No Rio, depois da tempestade, não vem a bonança, mas as desculpas esfarrapadas. O secretário municipal de Ordem Pública, por exemplo, disse que não alertou a população sobre a extensão do temporal para não criar pânico. Mas essa omissão acabou por permitir que se instalasse o caos sem aviso prévio. Às 18h da última terça-feira, quando o temporal já estava alagando a cidade, o Centro de Operações Rio (COR), criado para agir nas situações de emergência, lançou um boletim informando sobre uma frente fria trazendo chuva de moderada a forte. Nada sobre o risco de inundações. Se o alerta tivesse sido dado, provavelmente milhares de pessoas não teriam saído de carro e ficado presas dentro deles durante uma, duas horas, boiando em ruas transformadas em rios.

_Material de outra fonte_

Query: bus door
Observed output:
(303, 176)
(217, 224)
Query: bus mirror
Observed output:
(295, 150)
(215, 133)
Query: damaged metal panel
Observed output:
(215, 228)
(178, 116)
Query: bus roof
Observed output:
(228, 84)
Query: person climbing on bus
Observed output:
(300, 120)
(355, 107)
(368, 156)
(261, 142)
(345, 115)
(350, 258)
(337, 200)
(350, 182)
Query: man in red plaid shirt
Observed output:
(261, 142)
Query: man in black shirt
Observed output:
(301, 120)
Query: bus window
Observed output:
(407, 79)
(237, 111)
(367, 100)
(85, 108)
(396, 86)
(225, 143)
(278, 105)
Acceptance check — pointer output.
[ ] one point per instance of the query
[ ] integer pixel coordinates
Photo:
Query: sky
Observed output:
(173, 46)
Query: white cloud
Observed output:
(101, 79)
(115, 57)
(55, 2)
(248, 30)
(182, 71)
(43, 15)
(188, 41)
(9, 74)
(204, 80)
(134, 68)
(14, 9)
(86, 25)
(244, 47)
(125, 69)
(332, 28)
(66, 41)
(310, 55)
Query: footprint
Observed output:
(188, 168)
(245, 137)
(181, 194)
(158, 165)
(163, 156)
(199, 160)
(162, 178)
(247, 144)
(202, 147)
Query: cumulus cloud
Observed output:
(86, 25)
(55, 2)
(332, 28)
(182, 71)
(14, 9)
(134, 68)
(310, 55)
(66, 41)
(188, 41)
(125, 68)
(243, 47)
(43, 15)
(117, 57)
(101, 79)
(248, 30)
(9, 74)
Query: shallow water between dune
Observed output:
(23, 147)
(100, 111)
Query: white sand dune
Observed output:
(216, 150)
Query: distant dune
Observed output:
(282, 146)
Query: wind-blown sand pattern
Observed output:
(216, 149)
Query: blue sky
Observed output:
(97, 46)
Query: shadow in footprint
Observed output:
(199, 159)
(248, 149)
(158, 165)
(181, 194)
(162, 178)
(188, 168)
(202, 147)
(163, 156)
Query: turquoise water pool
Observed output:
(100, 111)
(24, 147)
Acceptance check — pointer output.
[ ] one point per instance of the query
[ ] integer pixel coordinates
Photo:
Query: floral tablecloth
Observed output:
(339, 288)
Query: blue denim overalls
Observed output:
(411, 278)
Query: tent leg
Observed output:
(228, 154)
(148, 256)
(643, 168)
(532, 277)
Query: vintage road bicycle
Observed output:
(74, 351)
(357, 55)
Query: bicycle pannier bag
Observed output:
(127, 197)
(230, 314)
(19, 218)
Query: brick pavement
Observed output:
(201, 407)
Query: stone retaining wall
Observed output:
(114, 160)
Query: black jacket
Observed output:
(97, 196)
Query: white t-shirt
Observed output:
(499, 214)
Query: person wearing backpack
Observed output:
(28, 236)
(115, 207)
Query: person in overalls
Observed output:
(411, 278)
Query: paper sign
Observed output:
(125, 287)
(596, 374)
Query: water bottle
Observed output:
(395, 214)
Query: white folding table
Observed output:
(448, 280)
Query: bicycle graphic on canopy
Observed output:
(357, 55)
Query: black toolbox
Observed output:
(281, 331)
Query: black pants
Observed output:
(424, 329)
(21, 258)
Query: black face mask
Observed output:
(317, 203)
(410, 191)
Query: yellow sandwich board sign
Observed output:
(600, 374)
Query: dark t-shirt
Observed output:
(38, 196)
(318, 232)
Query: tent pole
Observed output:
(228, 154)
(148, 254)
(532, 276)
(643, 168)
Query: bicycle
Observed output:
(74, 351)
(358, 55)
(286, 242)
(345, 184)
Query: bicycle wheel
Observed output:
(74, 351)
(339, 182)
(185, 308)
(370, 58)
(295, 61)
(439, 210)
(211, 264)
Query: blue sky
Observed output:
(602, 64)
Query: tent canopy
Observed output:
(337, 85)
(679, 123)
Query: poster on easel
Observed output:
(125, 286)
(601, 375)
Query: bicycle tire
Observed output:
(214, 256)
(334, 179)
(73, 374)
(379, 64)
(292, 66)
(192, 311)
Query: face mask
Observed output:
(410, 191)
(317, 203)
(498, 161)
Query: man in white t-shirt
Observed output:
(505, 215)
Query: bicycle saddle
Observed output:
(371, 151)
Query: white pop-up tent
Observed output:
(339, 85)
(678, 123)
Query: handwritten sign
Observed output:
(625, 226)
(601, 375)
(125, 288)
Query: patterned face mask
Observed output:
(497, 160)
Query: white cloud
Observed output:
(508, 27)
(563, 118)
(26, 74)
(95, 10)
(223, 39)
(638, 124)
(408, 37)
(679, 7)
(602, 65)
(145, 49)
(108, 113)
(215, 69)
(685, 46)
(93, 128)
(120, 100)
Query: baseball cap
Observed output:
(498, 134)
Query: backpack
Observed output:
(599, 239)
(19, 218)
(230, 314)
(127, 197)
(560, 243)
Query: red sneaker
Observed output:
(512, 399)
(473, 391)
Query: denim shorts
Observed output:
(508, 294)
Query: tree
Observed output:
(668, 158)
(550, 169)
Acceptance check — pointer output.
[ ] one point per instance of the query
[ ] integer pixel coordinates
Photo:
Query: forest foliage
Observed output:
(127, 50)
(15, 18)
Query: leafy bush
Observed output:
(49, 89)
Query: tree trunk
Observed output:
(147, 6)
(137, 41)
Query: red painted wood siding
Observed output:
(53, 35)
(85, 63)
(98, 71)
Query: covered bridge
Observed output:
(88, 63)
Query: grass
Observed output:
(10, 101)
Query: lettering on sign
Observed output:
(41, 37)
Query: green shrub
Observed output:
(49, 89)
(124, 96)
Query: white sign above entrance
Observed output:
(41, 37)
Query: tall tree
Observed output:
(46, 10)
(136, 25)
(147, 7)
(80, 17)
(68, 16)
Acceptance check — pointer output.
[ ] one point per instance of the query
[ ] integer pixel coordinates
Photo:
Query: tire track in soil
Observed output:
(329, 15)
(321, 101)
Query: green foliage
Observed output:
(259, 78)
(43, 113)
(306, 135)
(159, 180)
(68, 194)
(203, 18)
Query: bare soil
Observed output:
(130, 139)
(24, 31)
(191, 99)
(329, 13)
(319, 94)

No dia seguinte, quando a chuva já tinha cessado, mas as ruas continuavam alagadas por falta de manutenção do sistema de drenagem, o prefeito declarou, satisfeito: “A cidade passou no teste”. Como irônicas ilustrações dessa afirmação, apareciam na mesma página do jornal fotos das consequências do temporal: pessoas se aventurando a pé com água até o joelho sem saber onde estavam pisando, veículos insistindo inutilmente em vencer a correnteza. 

Uma moradora do Jardim botânico, cujo telhado da casa foi derrubado pela chuva, lamentava a perda dos aparelhos de TV, DVD, rádio e telefone. A mãe de três filhos pequenos contava que perdera a casa numa favela da Tijuca e tudo o que havia dentro, ficando apenas com a roupa do corpo. Diante dessas e outras cenas, era difícil entender a afirmação otimista do prefeito de que o Rio passara no teste — só se foi no teste de paciência para o carioca. Em mais um.

É verdade que ocorrências desse tipo são muito anteriores a Crivella. O historiador Alberto da Costa e Silva lembra que Dom João VI reclamava de não poder sair do palácio em São Cristóvão nos dias de chuva por causa das enchentes. A jornalista Ana Lucia Azevedo teve acesso a uma pesquisa ainda inédita mostrando que os temporais castigam a cidade desde fins do século XIX. A coordenadora do estudo, Claudine Dereczynski, concluiu que as chuvas fortes aqui “podem chegar a qualquer hora”, o que desmonta outra alegação oficial de que o temporal de agora foi “atípico”. 

Atípica foi a decisão do prefeito de não se constranger em propor à Câmara o extorsivo aumento de até 100% no IPTU de um contribuinte que não vê retornar em serviços o que paga em impostos. Por que então não cobrar o tributo dos mais de dois mil imóveis que desfrutam de isenção, em muitos casos injustificável. 

A pergunta que tenho ouvido muito: “Quem sai primeiro, Pezão ou Temer?”